Diagnostic and Prognostic Performance of Artificial Intelligence Models in Detecting Odontogenic Keratocysts from Histopathologic Images: A Systematic Review and Meta-Analysis

Abstract

Context: Odontogenic keratocysts (OKCs) are aggressive jaw cysts characterized by a high recurrence rate, making accurate diagnosis critical for effective treatment. Recent advances in artificial intelligence (AI) have demonstrated potential for enhancing diagnostic accuracy in histopathology. However, the effectiveness of AI in diagnosing OKCs has not yet been systematically reviewed. Objectives: This study aims to evaluate the diagnostic and prognostic performance of AI models in detecting OKCs in histopathologic images.

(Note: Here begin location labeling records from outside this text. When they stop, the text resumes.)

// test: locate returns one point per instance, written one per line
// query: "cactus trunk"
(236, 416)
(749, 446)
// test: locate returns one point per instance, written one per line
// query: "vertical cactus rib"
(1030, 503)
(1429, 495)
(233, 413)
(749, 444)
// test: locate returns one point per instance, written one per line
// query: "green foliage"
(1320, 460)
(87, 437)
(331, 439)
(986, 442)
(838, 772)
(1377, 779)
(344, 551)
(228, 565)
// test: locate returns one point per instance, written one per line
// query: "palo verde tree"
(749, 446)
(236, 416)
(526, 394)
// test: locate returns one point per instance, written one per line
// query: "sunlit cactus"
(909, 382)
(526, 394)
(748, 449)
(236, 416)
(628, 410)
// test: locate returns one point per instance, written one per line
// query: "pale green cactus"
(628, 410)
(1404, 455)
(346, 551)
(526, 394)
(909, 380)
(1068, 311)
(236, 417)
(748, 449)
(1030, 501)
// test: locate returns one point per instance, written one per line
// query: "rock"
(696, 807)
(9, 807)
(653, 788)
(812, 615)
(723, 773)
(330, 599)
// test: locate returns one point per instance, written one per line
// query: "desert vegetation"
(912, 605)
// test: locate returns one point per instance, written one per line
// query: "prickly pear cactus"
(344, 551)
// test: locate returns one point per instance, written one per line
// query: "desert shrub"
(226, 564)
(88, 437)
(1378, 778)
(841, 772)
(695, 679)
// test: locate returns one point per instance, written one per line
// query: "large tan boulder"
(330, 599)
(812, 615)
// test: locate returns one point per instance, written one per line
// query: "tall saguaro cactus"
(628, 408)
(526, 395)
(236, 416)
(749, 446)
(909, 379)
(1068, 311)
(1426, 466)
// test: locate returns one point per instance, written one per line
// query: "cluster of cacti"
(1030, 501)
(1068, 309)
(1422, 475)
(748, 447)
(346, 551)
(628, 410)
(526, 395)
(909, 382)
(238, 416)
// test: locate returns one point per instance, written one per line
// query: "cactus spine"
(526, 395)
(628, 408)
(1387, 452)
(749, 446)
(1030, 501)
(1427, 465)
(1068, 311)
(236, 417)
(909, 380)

Methods: This systematic review was conducted in accordance with the preferred reporting items for systematic reviews and meta-analyses (PRISMA) guidelines. A comprehensive literature search was performed across PubMed, Scopus, Embase, Google Scholar, and ScienceDirect to identify studies that utilized AI models for diagnosing OKCs from histopathologic images. Studies were eligible for inclusion if they addressed the PICO (patient/population, intervention, comparison, and outcomes) framework, specifically investigating whether AI models (I) can enhance diagnostic and prognostic accuracy (O) for OKCs in histopathologic images (P). A meta-analysis was performed to pool the diagnostic performance of AI models across studies, and Egger’s test was conducted to assess publication bias. Results: A total of eight studies were included in the review. The risk of bias (ROB) across the included studies was generally low, with a few exceptions. The pooled area under the curve (AUC) for AI models in diagnosing OKCs was 0.967 (95% CI: 0.957 - 0.978). The pooled sensitivity ranged from 0.89 to 0.92, and the pooled specificity ranged from 0.88 to 0.94. The summary receiver operating characteristic (sROC) curve demonstrated an AUC of 0.93. Egger’s test for publication bias yielded a P-value of 0.522, indicating no significant evidence of publication bias. The review also highlighted several limitations, including small sample sizes, lack of external validation, and limited interpretability of the AI models. Conclusions: Artificial intelligence models, particularly deep learning architectures, demonstrate high diagnostic accuracy in detecting OKCs from histopathologic images.